Black-Eyed-Pea Soup with Greens and Ham
Need a gluten free and dairy free main course? Black-Eyed-Pea Soup with Greens and Ham could be a super recipe to try. This recipe covers 41% of your daily requirements of vitamins and minerals. One portion of this dish contains around 59g of protein, 15g of fat, and a total of 668 calories. This recipe serves 4. If you have black-eyed peas, salt, swiss chard, and a few other ingredients on hand, you can make it. Autumn will be even more special with this recipe. From preparation to the plate, this recipe takes approximately 45 minutes.
Instructions
In a large pot, heat the oil over moderately low heat.
Add the scallion bulbs and garlic and cook, stirring occasionally, for 2 minutes.

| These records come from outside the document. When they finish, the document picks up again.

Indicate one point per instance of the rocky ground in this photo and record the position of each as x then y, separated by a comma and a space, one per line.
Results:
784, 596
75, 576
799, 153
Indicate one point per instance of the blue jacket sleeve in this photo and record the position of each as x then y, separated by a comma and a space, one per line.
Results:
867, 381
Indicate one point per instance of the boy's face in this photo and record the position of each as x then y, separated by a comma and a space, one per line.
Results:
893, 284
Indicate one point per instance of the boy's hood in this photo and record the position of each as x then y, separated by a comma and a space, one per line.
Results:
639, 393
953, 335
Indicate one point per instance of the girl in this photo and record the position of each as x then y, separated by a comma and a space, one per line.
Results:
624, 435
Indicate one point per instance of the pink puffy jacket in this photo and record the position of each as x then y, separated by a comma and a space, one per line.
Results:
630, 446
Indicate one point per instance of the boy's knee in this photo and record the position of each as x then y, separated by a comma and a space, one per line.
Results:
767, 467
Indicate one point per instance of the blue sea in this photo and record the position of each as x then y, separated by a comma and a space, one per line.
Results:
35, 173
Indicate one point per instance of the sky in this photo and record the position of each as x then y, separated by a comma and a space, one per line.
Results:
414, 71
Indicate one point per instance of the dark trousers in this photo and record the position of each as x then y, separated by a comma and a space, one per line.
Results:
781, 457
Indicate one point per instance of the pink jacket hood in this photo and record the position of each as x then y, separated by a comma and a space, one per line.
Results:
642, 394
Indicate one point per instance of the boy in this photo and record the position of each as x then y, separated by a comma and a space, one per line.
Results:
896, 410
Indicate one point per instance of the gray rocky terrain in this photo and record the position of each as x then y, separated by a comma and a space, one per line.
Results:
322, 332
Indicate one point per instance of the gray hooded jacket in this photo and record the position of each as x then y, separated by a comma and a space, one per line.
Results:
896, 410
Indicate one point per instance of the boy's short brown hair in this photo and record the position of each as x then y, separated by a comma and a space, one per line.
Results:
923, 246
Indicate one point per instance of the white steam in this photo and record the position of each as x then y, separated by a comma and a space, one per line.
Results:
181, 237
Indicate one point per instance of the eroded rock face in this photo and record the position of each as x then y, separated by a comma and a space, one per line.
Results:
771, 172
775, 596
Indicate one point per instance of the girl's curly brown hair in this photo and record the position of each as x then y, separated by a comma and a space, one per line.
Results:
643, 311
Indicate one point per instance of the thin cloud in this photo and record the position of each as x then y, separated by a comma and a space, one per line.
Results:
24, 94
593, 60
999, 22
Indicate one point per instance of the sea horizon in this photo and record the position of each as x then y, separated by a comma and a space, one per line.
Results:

Add the Swiss chard, black-eyed peas, water, broth, Tabasco, and salt to the pot. Bring to a boil. Reduce the heat and simmer, partially covered, stirring occasionally, until the black-eyed peas are tender, about 20 minutes.
Stir the ham into the soup and cook until the ham is warmed through, about 2 minutes.
Remove the pot from the heat and stir in the pepper, vinegar, and scallion tops.
Variations: Instead of the Swiss chard, use your own favorite greens. Collard, mustard, kale, or beet greens would each lend its unique flavor to the soup.
Wine Recommendation: This soup has more than enough oomph to partner a rich California Syrah. Spicy blackberry and green-olive flavors, a strong earthy streak, and solid structure are its hallmarks, and all of these will go well here.